The advantages may already be obvious, but they include:

  • Cells aren’t checked for their alive status multiple times
  • If the cell doesn’t change from alive to dead or vice versa, no action is taken for alive counts

Thanks for reading so far! Have a pretty gif!!!


How would I even describe this?

Since I’d implemented OpenGL, I’d read a little bit about front and back buffers. While this buffering has some other advantages in video, I was interested in it because they meant I didn’t have to reallocate memory. If I had two grids that I flipped between, I could always use the same two, and never reallocate memory for the cell states. This was true of both the cell rules, and the alive counts. This also lead to a significant speedup.


The code isn’t great.



I’m hoping to implement some heuristics again, to try and prune uninteresting games. Since I’ve parallelized and sped up running the games, it may be easier for me now to run experiments.

I was thinking I might use some graph theory and visualization with Graphviz to graphically show how transitions link together.

There’s a pretty significant community of people interested in Cellular Automata, and I hope they find this interesting! I can probably learn a lot from them, and know they’ve explored games with more than 2 rules a fair bit.

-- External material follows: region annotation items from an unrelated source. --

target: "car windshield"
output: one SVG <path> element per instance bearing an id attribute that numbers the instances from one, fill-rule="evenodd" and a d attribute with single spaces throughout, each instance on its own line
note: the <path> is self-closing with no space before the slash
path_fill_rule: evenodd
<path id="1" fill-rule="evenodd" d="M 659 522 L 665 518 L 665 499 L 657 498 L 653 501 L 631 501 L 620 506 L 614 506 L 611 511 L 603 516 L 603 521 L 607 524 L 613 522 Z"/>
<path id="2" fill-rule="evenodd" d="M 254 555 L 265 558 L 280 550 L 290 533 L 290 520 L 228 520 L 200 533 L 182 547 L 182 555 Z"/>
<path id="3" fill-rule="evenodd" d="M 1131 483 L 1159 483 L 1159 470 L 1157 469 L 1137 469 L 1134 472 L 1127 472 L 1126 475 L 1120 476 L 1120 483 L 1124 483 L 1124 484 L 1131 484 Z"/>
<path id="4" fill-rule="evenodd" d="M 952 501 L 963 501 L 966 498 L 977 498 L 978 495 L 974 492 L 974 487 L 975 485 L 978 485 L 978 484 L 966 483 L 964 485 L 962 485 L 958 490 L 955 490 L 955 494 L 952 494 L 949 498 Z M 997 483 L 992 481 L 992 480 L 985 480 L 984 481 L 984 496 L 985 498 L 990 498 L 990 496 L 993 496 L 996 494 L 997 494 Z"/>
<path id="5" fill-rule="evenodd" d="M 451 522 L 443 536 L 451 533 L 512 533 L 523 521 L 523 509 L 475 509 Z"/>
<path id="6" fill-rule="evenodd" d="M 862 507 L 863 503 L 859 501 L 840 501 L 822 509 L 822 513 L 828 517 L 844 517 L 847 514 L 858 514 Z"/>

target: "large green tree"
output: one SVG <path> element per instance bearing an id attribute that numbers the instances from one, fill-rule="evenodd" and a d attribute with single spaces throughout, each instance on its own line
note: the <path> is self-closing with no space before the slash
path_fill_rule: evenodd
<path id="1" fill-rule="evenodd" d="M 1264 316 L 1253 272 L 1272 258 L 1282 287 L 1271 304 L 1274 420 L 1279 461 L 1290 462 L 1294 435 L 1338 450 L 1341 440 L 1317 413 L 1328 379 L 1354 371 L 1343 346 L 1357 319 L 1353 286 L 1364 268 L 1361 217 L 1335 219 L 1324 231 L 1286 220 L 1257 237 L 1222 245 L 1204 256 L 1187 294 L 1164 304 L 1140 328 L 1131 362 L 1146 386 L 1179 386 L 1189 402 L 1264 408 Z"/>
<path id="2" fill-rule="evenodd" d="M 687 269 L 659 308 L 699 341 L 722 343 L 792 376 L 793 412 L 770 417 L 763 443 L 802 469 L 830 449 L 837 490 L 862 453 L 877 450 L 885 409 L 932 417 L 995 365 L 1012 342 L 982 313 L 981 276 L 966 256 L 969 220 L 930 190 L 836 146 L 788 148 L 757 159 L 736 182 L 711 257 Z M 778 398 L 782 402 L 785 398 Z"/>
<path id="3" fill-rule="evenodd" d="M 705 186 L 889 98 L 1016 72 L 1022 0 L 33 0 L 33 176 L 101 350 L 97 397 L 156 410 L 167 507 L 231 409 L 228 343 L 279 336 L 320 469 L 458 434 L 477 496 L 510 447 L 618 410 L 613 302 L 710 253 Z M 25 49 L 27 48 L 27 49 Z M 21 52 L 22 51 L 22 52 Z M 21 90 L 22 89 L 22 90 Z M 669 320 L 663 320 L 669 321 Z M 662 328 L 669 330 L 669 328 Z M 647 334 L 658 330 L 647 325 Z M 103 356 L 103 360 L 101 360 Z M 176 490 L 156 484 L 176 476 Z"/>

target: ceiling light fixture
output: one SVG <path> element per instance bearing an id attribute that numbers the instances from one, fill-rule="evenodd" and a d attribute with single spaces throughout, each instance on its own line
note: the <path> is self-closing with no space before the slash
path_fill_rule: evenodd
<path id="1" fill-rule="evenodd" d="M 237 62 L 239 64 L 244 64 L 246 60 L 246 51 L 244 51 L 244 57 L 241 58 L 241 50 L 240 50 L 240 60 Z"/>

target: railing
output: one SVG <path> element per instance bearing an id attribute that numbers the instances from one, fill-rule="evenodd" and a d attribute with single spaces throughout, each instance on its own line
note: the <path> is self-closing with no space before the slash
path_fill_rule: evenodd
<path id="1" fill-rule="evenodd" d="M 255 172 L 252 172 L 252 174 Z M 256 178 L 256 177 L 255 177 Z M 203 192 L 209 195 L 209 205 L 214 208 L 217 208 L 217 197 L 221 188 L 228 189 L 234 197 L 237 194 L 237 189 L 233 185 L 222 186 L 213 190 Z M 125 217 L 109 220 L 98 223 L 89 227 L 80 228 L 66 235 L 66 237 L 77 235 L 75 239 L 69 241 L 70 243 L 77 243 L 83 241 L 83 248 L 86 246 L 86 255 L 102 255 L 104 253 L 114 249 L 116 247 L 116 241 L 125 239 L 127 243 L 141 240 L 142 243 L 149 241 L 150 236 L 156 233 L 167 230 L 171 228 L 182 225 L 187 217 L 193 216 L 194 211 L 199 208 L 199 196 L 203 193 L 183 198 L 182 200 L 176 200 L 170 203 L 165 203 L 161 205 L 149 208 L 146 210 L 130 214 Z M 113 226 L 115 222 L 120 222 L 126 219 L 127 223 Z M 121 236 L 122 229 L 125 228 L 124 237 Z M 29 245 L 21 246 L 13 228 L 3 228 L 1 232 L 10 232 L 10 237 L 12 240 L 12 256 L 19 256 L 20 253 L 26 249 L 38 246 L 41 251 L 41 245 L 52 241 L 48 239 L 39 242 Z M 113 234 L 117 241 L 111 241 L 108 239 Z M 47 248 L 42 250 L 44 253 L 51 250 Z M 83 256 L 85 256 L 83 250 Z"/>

Maybe I’ll make this into some art project?


How I Generated This Post

Since I’m going outside even less at the moment, it seemed like a good opportunity to write some blog posts.

Interfacing with the library can be quite straightforward, and not require much code. It is possible to save and load games in a json format. For the purposes of this post I iterated through a list of pregenerated json games after intially loading conway’s game of life. I also included a method for capturing the screen as pngs when desired. You can see that code in a gist here.

I then used ffmpeg to convert the pngs into gifs with the following shell script:

rm out/output_*.gif
for d in */ ; do
  ffmpeg -i $d%4d_screenshot.png -f gif -vf "fps=10,scale=iw*.5:ih*.5,split[s0][s1];[s0]palettegen[p];[s1][p]paletteuse" -loop 0 out/output_${d%?}.gif

I was originally piping this to gifsicle but ffmpeg seemed faster!

Thanks for reading! Comments and questions welcomed.